La Unibet Rose Rockets sarà quasi certamente la 23ª squadra del Giro d’Italia 2026. La squadra ciclistica nata da un progetto YouTube e diventata in pochi anni una delle realtà più seguite e innovative del panorama professionistico, ha ricevuto una notizia amara nelle scorse ore non avendo ricevuto l’invito per il Tour de France che per molti sembrava quasi scontato .Gli organizzatori della Grande Boucle hanno infatti optato per altre scelte nelle wildcard disponibili scegliendo al posto del team di matrice neerlandese di assegnare l’ultima WildCard, data per assodata quella alla TotalEnergies, alla Caja Rural-Seguros RGA.

Nonostante le aspettative altissime, alimentate dal cambio di licenza in francese nel 2025, dai rinforzi di lusso come Dylan Groenewegen, Wout Poels e Victor Lafay, la squadra di Bas Tietema, e dei suoi soci Josse Wester e Devin van der Wiel, deve dunque rinunciare, almeno per quest’anno al proprio sogno, che chiaramente prosegue per le prossime stagioni, con l’apertura in tal senso arrivata anche dal direttore di corsa Christian Prudhomme. Con l’esclusione dalla Grande Boucle si spalanca tuttavia una nuova porta, che rappresneta anche una occasione importante per dimostrare il proprio livello, non solo in termini individuali ma anche organizzativi nel suo complesso con la partecipazione al Giro d’Italia 2026.

Secondo fonti attendibili riportate da WielerFlits che vanno a confermare indiscrezioni che avevamo raccolto in redazione, la Unibet Rose Rockets dovrebbe infatti ricevere il terzo invito a disposizione di RCS Sport per la Corsa Rosa.

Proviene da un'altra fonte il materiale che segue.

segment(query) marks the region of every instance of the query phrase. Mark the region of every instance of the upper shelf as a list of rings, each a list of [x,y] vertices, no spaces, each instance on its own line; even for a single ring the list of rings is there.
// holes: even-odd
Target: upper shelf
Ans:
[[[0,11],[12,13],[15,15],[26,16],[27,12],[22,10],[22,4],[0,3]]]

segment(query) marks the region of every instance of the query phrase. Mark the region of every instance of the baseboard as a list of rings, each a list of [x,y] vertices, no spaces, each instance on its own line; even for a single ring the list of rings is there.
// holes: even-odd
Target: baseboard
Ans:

Assodate le presenze di Bardiani CSF 7 Saber e Polti – VisitMalta, resta un posto a disposizione che a questo punto quasi certamente andrà a una squadra che potrà rappresentare una interessante realtà sia in termini sportivi che di marketing, vista la grande capacità del team di attirare interesse attorno a sé, anche fra i giovani e spesso anche al di fuori dei canali tradizionali.

Il percorso del Giro 2026, con numerose tappe pianeggianti adatte alle ruote veloci e un finale che potrebbe premiare corridori completi, sembra molto adatto alle caratteristiche attuali della squadra: Groenewegen come uomo di punta per le volate, Poels per le fughe in alta montagna, Lafay e altri elementi come Clément Venturini per dire la loro nelle giornate nervose. Peraltro, da sottolineare come, con questo invito, tutte le squadre Professional aventi diritto parteciperanno a un grande giro nel 2026.